ICD-10 Coder — Qwen2.5-7B

Fine-tuned medical LLM for icd-10 coder, built by Amaresh Hebbar.

Given a clinical description, this model returns the most accurate ICD-10-CM code with a brief justification. It's a structured-output translation layer between free-text clinical language and the coding system insurance reimbursement runs on.

Model summary


Base model	unsloth/Qwen2.5-7B-Instruct
Fine-tuning method	QLoRA (4-bit NF4), rank 16
Training framework	Unsloth + TRL SFTTrainer
Training data	AmareshHebbar/icd10-coder-sft — 74,719 rows
Hardware	NVIDIA A40 (48GB), single GPU
License	Apache 2.0

Intended use

Drop-in coding assistant for clinical documentation pipelines, EHR systems, and medical billing software. Given a diagnosis description, the model outputs the matching ICD-10-CM code — nothing else needed downstream except a DRG lookup table if you need reimbursement estimates.

This model is not a substitute for a certified medical professional's judgment. Output should be reviewed by a qualified person before being used in a clinical or billing decision. The model can make mistakes, especially on rare or compound cases.

How to use

With 🤗 Transformers + PEFT

from transformers import AutoModelForCausalLM, AutoTokenizer
from peft import PeftModel
import torch

base_model = "unsloth/Qwen2.5-7B-Instruct"
adapter    = "AmareshHebbar/icd10-coder-qwen25-7b"

tokenizer = AutoTokenizer.from_pretrained(base_model)
model = AutoModelForCausalLM.from_pretrained(
    base_model,
    torch_dtype=torch.bfloat16,
    device_map="auto",
)
model = PeftModel.from_pretrained(model, adapter)

messages = [
    {"role": "system", "content": "You are a certified medical coder. Given a clinical description or diagnosis, return the most accurate ICD-10-CM code with a brief justification."},
    {"role": "user", "content": "Patient presents with uncontrolled type 2 diabetes with diabetic nephropathy."},
]
inputs = tokenizer.apply_chat_template(messages, return_tensors="pt", add_generation_prompt=True).to(model.device)
outputs = model.generate(inputs, max_new_tokens=128, temperature=0.1, do_sample=True)
print(tokenizer.decode(outputs[0][inputs.shape[1]:], skip_special_tokens=True))

Expected output:

E11.65 — Type 2 diabetes mellitus with hyperglycemia, combined with N08 for diabetic nephropathy. Primary code: E11.65, Secondary: N08.

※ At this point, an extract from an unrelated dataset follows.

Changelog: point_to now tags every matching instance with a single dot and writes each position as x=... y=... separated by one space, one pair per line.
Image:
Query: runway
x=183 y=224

With Unsloth (faster inference, recommended)

from unsloth import FastLanguageModel

model, tokenizer = FastLanguageModel.from_pretrained(
    model_name="AmareshHebbar/icd10-coder-qwen25-7b",
    max_seq_length=512,
    load_in_4bit=True,
)
FastLanguageModel.for_inference(model)

messages = [
    {"role": "system", "content": "You are a certified medical coder. Given a clinical description or diagnosis, return the most accurate ICD-10-CM code with a brief justification."},
    {"role": "user", "content": "Acute ST-elevation myocardial infarction of the anterior wall, initial encounter."},
]
prompt = tokenizer.apply_chat_template(messages, tokenize=False, add_generation_prompt=True)
inputs = tokenizer(prompt, return_tensors="pt").to("cuda")
outputs = model.generate(**inputs, max_new_tokens=128, temperature=0.1, do_sample=True)
print(tokenizer.decode(outputs[0][inputs["input_ids"].shape[1]:], skip_special_tokens=True))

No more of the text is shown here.